When one of my nieces asked why I was taking time from my studies and work to campaign to save Troy Davis, I explained that even though we’re all busy, some things require us to stop and take action. Getting justice for Troy Davis was such a thing.
I also explained that some people believe that those who break the law should be rehabilitated, while some people believe they should be punished. For those who believe in punishment, some believe that those who commit horrible crimes (like murder) should be given horrible punishments (like the death sentence).
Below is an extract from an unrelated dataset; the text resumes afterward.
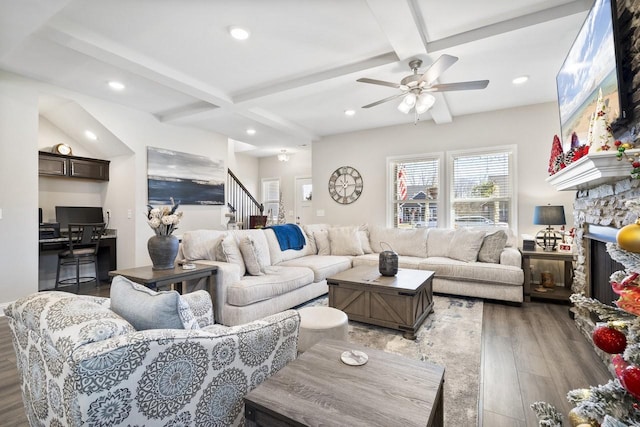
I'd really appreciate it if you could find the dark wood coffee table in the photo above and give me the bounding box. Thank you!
[109,264,218,295]
[244,340,444,427]
[327,266,434,339]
I understand the desire to punish, especially when you are hurt or angry, or if you have no faith in Divine justice. Even if it seems reasonable to kill someone, because that person killed someone, however, is it reasonable if even one innocent man is killed? Troy Davis was not the first man to die at the hands of the United States justice system, when there was much more than reasonable doubt of his guilt. He will probably not be the last. I signed Amnesty International's Pledge to fight to abolish the death penalty, because I don't want any more blood on my hands:
The state of Georgia shamefully executed Troy Davis on September 21, 2011 despite serious doubts about his guilt.
But Not In My Name.
While a majority of the world – more than 65% of all countries – has abolished the death penalty in law or practice, the United States remains one of the top countries responsible for executing people.
Not In My Name.
Officials continue to allow this deeply-flawed, extremely arbitrary and severely-biased (both economically and racially) system to run rampant without checks, balances or concern for moral decency.
Not In My Name.
Guilty or innocent every person is a human being with human rights. Executions are always wrong.
I won't stand for it.
THE DEATH PENALTY MUST BE ABOLISHED. I take this pledge because human rights and human lives are on the line.